La construction du moulin à vent, qui devait mettre en mouvement les électro-aimants de la machine dynamo-électrique, fut commencée sans retard.

Pour simplifier les travaux, Alban s’avisa d’un expédient assez ingénieux.

Il choisit, dans un endroit bien exposé au vent, cinq gros sapins.

Quatre d’entre eux étaient disposés à égale distance l’un de l’autre, de manière à former un carré dont le cinquième occuperait le centre.

Les quatre premiers arbres furent sciés à un mètre du sol ; le cinquième à six mètres.

C’est ce cinquième arbre qu’Alban utilisa pour servir d’axe à la tourelle mobile du moulin à vent.

Quand cette tourelle fut construite, munie de ses ailes et du mécanisme rudimentaire par lequel, grâce à une simple courroie de transmission, le mouvement était communiqué à la machine dynamo-électrique, Alban scia le pied de l’arbre central, en amincit l’extrémité inférieure, et l’emboita dans un creux pratiqué dans la partie du tronc restée en terre.

Des étais, en nombre suffisant, assuraient la solidité de cette installation.

Au bout de six jours de travail, le moulin à vent était terminé.

Au moyen d’un levier, que la force de deux personnes suffisait à faire mouvoir, on pouvait, à volonté, faire évoluer la tour mobile, sur le tronc qui lui servait de base, et présenter les ailes au vent dominant, quelle que fût sa direction.
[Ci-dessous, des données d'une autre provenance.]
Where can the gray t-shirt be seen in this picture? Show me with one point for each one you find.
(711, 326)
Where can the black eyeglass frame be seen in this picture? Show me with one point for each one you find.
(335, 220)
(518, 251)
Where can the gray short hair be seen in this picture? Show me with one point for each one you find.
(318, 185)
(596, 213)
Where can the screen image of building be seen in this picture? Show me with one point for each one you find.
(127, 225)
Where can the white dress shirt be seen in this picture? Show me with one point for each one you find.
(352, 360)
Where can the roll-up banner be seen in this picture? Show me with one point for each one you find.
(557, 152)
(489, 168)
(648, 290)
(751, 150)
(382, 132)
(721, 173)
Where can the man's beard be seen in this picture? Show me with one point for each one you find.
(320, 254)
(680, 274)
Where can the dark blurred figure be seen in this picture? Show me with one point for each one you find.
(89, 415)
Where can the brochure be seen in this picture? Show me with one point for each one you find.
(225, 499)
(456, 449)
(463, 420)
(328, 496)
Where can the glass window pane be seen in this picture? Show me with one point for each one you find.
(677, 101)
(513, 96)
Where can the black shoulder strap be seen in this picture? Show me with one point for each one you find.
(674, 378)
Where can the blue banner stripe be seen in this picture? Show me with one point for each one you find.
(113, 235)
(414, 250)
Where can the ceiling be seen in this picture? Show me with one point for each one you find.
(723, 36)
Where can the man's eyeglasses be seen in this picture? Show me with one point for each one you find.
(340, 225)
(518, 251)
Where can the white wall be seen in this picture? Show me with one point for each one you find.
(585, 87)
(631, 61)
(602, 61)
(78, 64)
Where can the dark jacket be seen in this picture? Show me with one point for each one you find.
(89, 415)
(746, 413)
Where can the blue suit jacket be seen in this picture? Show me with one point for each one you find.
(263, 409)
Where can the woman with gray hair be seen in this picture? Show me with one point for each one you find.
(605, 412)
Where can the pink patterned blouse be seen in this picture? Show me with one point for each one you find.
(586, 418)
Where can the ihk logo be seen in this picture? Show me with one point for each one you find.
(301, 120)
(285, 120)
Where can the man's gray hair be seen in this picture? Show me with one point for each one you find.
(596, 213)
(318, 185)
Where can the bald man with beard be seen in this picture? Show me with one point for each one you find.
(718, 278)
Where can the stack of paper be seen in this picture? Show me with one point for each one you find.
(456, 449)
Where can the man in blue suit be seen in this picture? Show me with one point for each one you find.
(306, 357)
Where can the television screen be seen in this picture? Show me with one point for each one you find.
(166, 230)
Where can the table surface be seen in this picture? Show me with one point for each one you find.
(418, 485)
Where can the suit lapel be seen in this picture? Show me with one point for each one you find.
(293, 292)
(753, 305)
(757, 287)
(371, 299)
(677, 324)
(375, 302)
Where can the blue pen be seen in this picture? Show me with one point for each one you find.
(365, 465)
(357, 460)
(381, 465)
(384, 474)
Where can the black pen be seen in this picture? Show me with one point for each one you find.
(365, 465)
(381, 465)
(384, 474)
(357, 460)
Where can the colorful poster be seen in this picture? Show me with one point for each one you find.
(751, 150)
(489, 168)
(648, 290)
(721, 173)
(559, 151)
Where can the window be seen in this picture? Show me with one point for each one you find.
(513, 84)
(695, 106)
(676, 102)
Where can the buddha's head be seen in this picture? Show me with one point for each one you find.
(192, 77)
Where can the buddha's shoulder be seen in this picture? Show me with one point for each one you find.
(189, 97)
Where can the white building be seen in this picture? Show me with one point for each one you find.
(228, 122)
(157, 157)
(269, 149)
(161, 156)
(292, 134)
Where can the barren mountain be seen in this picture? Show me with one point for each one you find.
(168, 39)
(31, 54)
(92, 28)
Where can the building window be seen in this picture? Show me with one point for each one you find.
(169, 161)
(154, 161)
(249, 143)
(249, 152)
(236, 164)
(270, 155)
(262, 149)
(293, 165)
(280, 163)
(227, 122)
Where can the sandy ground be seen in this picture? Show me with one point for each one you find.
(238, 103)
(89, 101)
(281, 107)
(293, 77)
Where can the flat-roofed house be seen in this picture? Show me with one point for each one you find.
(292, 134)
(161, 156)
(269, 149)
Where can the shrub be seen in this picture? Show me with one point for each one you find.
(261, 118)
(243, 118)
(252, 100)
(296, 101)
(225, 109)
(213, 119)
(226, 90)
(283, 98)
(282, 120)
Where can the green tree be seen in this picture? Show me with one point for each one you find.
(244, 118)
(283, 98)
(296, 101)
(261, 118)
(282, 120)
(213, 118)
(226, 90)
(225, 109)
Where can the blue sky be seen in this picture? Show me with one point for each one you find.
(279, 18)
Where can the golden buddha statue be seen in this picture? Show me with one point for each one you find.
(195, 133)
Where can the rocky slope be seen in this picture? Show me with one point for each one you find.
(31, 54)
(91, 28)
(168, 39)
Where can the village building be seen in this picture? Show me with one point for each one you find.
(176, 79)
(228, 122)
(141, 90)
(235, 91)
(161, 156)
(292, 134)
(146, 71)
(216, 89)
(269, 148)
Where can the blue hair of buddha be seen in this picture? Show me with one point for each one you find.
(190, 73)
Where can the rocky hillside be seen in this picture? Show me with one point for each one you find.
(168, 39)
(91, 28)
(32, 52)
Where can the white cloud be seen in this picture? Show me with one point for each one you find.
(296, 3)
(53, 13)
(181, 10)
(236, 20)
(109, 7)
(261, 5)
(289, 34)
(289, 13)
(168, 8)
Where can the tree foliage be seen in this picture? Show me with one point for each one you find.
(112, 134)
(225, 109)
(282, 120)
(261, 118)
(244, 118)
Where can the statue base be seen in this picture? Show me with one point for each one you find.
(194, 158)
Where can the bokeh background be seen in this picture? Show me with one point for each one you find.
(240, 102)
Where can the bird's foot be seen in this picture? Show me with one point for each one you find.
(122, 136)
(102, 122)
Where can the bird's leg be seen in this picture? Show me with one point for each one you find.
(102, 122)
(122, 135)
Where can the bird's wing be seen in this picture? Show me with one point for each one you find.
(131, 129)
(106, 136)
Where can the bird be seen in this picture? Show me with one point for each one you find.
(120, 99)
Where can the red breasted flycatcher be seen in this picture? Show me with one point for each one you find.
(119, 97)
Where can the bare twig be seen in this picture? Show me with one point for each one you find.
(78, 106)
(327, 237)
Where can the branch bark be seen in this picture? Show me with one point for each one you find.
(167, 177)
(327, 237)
Ce moulin à vent, quoique grossièrement installé, donna de très bons résultats.

Les naufragés de la Princesse des Airs n’eurent pas à craindre d’en être réduits à s’éclairer avec des chandelles de résine, et à se chauffer avec du bois de sapin.

Mais, tous ces travaux avaient causé une perte de temps.

Alban s’aperçut qu’à son grand regret, les réparations ne seraient terminées qu’à l’époque du froid le plus rigoureux.

La monotone existence d’hivernage commença.

Alban et Ludovic, tout le jour occupés à la caverne de sel, n’avaient pas le temps de s’ennuyer.

Il n’en était pas de même de Mme Ismérie et d’Armandine, confinées dans la salle commune de l’aéroscaphe.

Et, par malheur, tous les livres avaient été précipités, avec la caisse qui les contenait, pour alléger la Princesse des Airs poursuivie par un aérostat militaire, lors du passage de l’aéroscaphe au-dessus du territoire russe.

Il ne resta aux deux recluses que la ressource des travaux d’aiguille et de l’écriture.

Cette dernière occupation était la distraction préférée de Mme Ismérie. Elle mit à profit ses loisirs forcés, en relatant, avec le plus de détails possibles, tous les incidents du voyage.

Le soir, quand Alban et Ludovic rentraient, brisés de fatigues, elle leur lisait, après le repas, ce qu’elle avait écrit pendant la journée. Alban et Ludovic trouvaient toujours moyen de se rappeler quelque détail, quelque incident laissés de côté par la narratrice, à qui son mari avait décerné le titre d’historiographe de la Princesse des Airs. Mme Ismérie recopiait soigneusement ces notes, qu’elle avait l’espoir de présenter, un jour, à la Société de Géographie.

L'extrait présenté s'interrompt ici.